Insolvency is generally the condition of not being able to meet one’s debts as they come due. In turn, bankruptcy is the legal status under which such a person’s insolvency may be managed through the courts.Bankruptcy rules balance the interests of creditors seeking their just due, against the policy goal that no person should be condemned to an inescapable spiral of debt. By going through this process, the bankrupt looks forward to an eventual discharge in order to make a clean start.
It is for these reasons that full and frank disclosure must be made of a bankrupt’s finances. This disclosure also helps identify property such as RRSP and RRIF savings that are protected from bankruptcy, dependent in part upon timing issues.
Bankruptcy and Insolvency Act, R.S.C. 1985, c. B-3 (“BIA”), s. 67(1)(b.3)
It benefits our whole society to have individuals take responsibility to provide for their own retirement income. The BIA formally reinforces this public policy interest in s.67(1) where certain assets are exempt from division among creditors, including:
(b.3) … property in a registered retirement savings plan or a registered retirement income fund, as those expressions are defined in the Income Tax Act, or in any prescribed plan, other than property contributed to any such plan or fund in the 12 months before the date of bankruptcy. [Emphasis added.]
The 12 month look-back protects against a person manipulating this privilege by making a large deposit immediately prior to a planned assignment into bankruptcy.
If the dealings with the RRSP/RRIF were only one way during that preceding 12 months – ie., deposits only – the application of this constraint is straightforward. However, how does it apply if both deposits and withdrawals occur over that period?
Re Miadovnik (2), 2013 ONSC 1758
Sheldon Miadovnik had been making regular withdrawals from his RRSP in 2008 and 2009 to fund living expenses while going through separation proceedings from his wife. In February 2009 when his RRSP balance was about $100,000, he contributed a further $15,000, allowing him to reduce his taxable income for 2008. The withdrawals resumed in March and April, totaling to approximately $15,000, and a voluntary assignment into bankruptcy was made on May 1.

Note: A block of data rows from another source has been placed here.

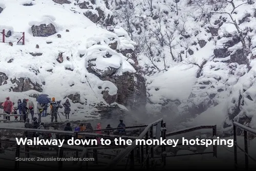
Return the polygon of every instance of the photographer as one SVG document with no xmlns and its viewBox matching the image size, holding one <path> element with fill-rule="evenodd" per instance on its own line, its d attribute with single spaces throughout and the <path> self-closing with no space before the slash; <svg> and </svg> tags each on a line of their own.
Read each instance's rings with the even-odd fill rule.
<svg viewBox="0 0 256 171">
<path fill-rule="evenodd" d="M 57 101 L 53 101 L 50 104 L 52 106 L 51 109 L 51 122 L 53 122 L 53 118 L 55 118 L 55 122 L 57 122 L 57 115 L 58 115 L 58 110 L 59 108 L 62 108 L 63 106 L 60 104 L 61 100 Z"/>
</svg>

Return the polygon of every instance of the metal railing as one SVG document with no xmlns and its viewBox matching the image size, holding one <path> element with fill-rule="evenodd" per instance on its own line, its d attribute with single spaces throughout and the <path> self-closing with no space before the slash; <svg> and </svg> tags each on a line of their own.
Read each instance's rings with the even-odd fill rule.
<svg viewBox="0 0 256 171">
<path fill-rule="evenodd" d="M 17 117 L 22 117 L 23 116 L 25 115 L 24 114 L 8 114 L 7 113 L 4 113 L 4 114 L 0 114 L 0 116 L 3 116 L 3 119 L 0 119 L 0 122 L 3 122 L 4 123 L 8 123 L 8 122 L 24 122 L 24 119 L 21 119 L 19 120 L 9 120 L 8 119 L 6 119 L 5 118 L 6 118 L 6 117 L 10 117 L 11 116 L 17 116 Z"/>
<path fill-rule="evenodd" d="M 244 149 L 243 149 L 238 144 L 237 129 L 239 128 L 244 131 Z M 256 162 L 256 159 L 253 158 L 248 154 L 248 133 L 256 135 L 256 130 L 252 129 L 248 126 L 245 126 L 239 123 L 233 122 L 233 131 L 234 137 L 234 165 L 236 169 L 238 168 L 238 148 L 239 148 L 242 152 L 244 153 L 245 169 L 248 169 L 249 167 L 249 158 L 251 159 L 254 162 Z"/>
<path fill-rule="evenodd" d="M 138 125 L 138 126 L 127 126 L 124 127 L 125 129 L 129 129 L 129 128 L 136 128 L 136 126 L 138 126 L 138 127 L 143 127 L 143 126 L 145 126 L 145 125 Z M 104 130 L 118 130 L 120 128 L 114 128 L 114 129 L 104 129 L 104 130 L 97 130 L 97 131 L 104 131 Z M 122 128 L 123 129 L 123 128 Z M 115 138 L 118 138 L 119 137 L 121 137 L 122 139 L 135 139 L 137 138 L 137 137 L 134 137 L 134 136 L 118 136 L 118 135 L 106 135 L 106 134 L 95 134 L 95 133 L 87 133 L 87 132 L 70 132 L 70 131 L 57 131 L 57 130 L 38 130 L 38 129 L 26 129 L 26 128 L 17 128 L 17 127 L 0 127 L 0 131 L 16 131 L 16 132 L 24 132 L 24 135 L 25 135 L 25 137 L 27 137 L 28 135 L 28 133 L 43 133 L 43 134 L 46 134 L 46 133 L 50 133 L 50 134 L 55 134 L 56 135 L 56 137 L 60 137 L 58 135 L 71 135 L 72 136 L 75 137 L 75 139 L 78 138 L 78 135 L 81 135 L 83 136 L 83 137 L 87 137 L 88 138 L 88 137 L 91 137 L 89 138 L 93 138 L 93 139 L 96 139 L 97 137 L 100 137 L 100 138 L 103 138 L 103 139 L 113 139 Z M 90 130 L 88 131 L 93 131 L 94 132 L 95 130 Z M 2 132 L 2 133 L 3 132 L 3 131 Z M 1 135 L 1 132 L 0 131 L 0 149 L 3 149 L 2 148 L 2 143 L 7 143 L 8 144 L 10 144 L 10 143 L 12 143 L 14 144 L 15 144 L 15 160 L 10 160 L 8 159 L 5 159 L 5 158 L 0 158 L 0 159 L 3 159 L 3 160 L 11 160 L 11 161 L 14 161 L 15 162 L 15 168 L 16 169 L 18 168 L 19 167 L 19 163 L 20 162 L 20 161 L 19 161 L 18 159 L 20 156 L 20 153 L 25 153 L 26 156 L 27 158 L 29 158 L 30 155 L 42 155 L 42 156 L 50 156 L 52 157 L 58 157 L 59 159 L 61 159 L 61 158 L 65 158 L 65 157 L 63 156 L 63 152 L 64 149 L 67 149 L 67 150 L 71 150 L 73 151 L 74 152 L 76 152 L 76 158 L 78 159 L 78 153 L 79 152 L 82 152 L 82 156 L 83 156 L 82 157 L 84 157 L 84 156 L 86 156 L 87 158 L 88 158 L 88 156 L 89 154 L 92 154 L 93 155 L 93 162 L 94 164 L 96 164 L 97 166 L 102 166 L 103 165 L 100 165 L 99 164 L 100 163 L 103 163 L 104 164 L 106 164 L 108 163 L 106 162 L 100 162 L 98 161 L 98 155 L 108 155 L 108 156 L 110 156 L 110 157 L 113 157 L 116 156 L 116 155 L 111 155 L 111 154 L 104 154 L 104 152 L 103 153 L 100 153 L 99 152 L 99 150 L 103 149 L 104 151 L 106 149 L 119 149 L 120 150 L 120 149 L 123 149 L 124 148 L 126 148 L 127 147 L 127 145 L 118 145 L 118 146 L 87 146 L 86 148 L 84 148 L 83 146 L 80 146 L 80 145 L 69 145 L 67 144 L 64 144 L 61 147 L 58 147 L 58 145 L 33 145 L 33 146 L 39 146 L 39 147 L 51 147 L 53 148 L 54 149 L 57 149 L 57 155 L 49 155 L 49 154 L 42 154 L 42 153 L 35 153 L 34 152 L 31 152 L 29 150 L 29 146 L 28 145 L 25 145 L 25 150 L 24 152 L 20 151 L 20 146 L 22 146 L 22 145 L 18 145 L 16 143 L 16 141 L 15 140 L 15 138 L 14 137 L 17 137 L 16 136 L 13 136 L 13 138 L 7 138 L 6 137 L 5 137 L 5 135 Z M 33 138 L 33 137 L 32 137 Z M 58 139 L 58 138 L 57 138 Z M 8 149 L 5 149 L 5 150 L 8 150 Z M 104 152 L 104 151 L 103 151 Z M 35 164 L 35 165 L 38 165 L 38 163 L 33 163 L 33 162 L 28 162 L 27 161 L 22 161 L 22 162 L 25 162 L 25 163 L 29 163 L 28 164 Z M 63 160 L 62 161 L 60 160 L 58 160 L 58 167 L 59 169 L 61 169 L 61 168 L 62 168 L 62 162 Z M 77 161 L 77 162 L 78 162 L 78 161 Z M 88 167 L 88 166 L 92 166 L 92 165 L 88 165 L 88 162 L 90 162 L 90 161 L 86 161 L 86 167 L 87 168 Z M 43 166 L 43 165 L 42 165 Z M 79 165 L 77 165 L 79 167 L 82 167 L 82 162 L 80 162 L 80 164 Z"/>
<path fill-rule="evenodd" d="M 166 129 L 165 127 L 165 123 L 163 123 L 163 119 L 160 119 L 150 124 L 148 124 L 147 127 L 144 130 L 144 131 L 140 134 L 140 135 L 136 138 L 137 140 L 141 140 L 145 139 L 146 140 L 153 139 L 154 138 L 154 131 L 153 127 L 158 125 L 158 124 L 161 124 L 161 130 L 159 134 L 161 134 L 161 136 L 164 138 L 165 133 L 166 131 Z M 156 133 L 157 134 L 158 133 Z M 120 162 L 123 158 L 126 156 L 129 155 L 127 160 L 127 163 L 128 162 L 128 159 L 130 159 L 130 169 L 133 169 L 135 167 L 135 156 L 139 157 L 139 163 L 141 164 L 140 166 L 143 167 L 146 166 L 147 169 L 149 169 L 150 164 L 150 155 L 152 159 L 151 166 L 152 167 L 155 166 L 156 163 L 153 160 L 154 158 L 154 145 L 146 145 L 145 146 L 145 156 L 144 158 L 144 145 L 137 145 L 136 140 L 135 140 L 132 143 L 131 145 L 127 147 L 124 150 L 121 152 L 120 154 L 116 156 L 115 158 L 112 160 L 111 162 L 110 162 L 107 166 L 106 168 L 108 169 L 114 169 L 114 168 L 117 166 L 117 165 Z M 138 149 L 137 149 L 137 147 Z M 137 150 L 139 149 L 139 150 Z M 164 148 L 162 148 L 163 150 Z M 162 154 L 164 154 L 165 152 L 162 151 Z M 164 160 L 165 158 L 164 158 Z"/>
</svg>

The bankruptcy ended up before a Master who was tasked to interpret s.67(1)(b.3). (It is the Master’s emphasis in the judgment that is repeated above.) The trustee claimed that the $15,000 deposit should be available to it, and it also claimed the balance of a bank account which the Master found comprised the net proceeds of the subsequent withdrawals.
Having no case authorities as guidance, the Master faced a conundrum as to whether the RRSP withdrawals were to be considered FIFO (first-in-first-out), LIFO (last-in-first-out), or some kind of proportionate calculation.
Conscious of the potential for double-counting assets, the Master determined that “LIFO should apply and the funds removed thus be regarded as withdrawals of the most recent contributions.” This conclusion rested on the history of Mr. Miadovnik’s withdrawals and the legitimate intention to reduce 2008 taxable income by making the February 2009 RRSP deposit.
- Generally, RRSP deposits made in the 12 months preceding an assignment into bankruptcy will be available to a bankruptcy trustee to satisfy creditor claims.
- Where there are RRSP withdrawals as well as deposits, an analysis of the circumstances will be necessary to determine what may be claimed by the trustee.
- The LIFO determination in Miadovnik rested on the particular facts, and should not be assumed to be apply in all circumstances.